Chapter 11 – Consciousness
Pure consciousness, before it has identified with any form, empty of content, just vibrating energy, all-encompassing and nonlocal – nothing and everything. How can we describe that? Thinking logically, this chapter should be blank.
As I write this, I am reading an article on the Russian Andrei Linde, one of the world’s leading cosmologists and good friend of Stephen Hawking, where he speculates, “that our description of the universe may remain incomplete as long as we do not solve the mystery of consciousness. Perhaps our inner reality is even more real than the material world outside.”
Many scientists believe that consciousness may be the primary reality, out of which the secondary material reality emerges. Consciousness could thus be the basis of our entire reality, so what could be more interesting than trying to broaden our understanding of that?
What is consciousness
So far, nobody has been able to identify what consciousness is, and no scientist has found its location.
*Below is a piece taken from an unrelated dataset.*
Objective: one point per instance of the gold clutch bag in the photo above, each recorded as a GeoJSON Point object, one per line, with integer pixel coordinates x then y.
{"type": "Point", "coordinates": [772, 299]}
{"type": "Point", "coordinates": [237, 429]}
The pure consciousness is not static; it is living, dynamic, beyond thought, beyond form, and therefore difficult to “pinpoint”. Nor has it been possible to find consciousness in our brain, even if we use our brain to be conscious of consciousness. Fortunately, we do not need to have a definition of what consciousness is to be able to make use of it.
Even though no one has been able to definitively “prove” what consciousness is, there are many “theories” and also models of explanation.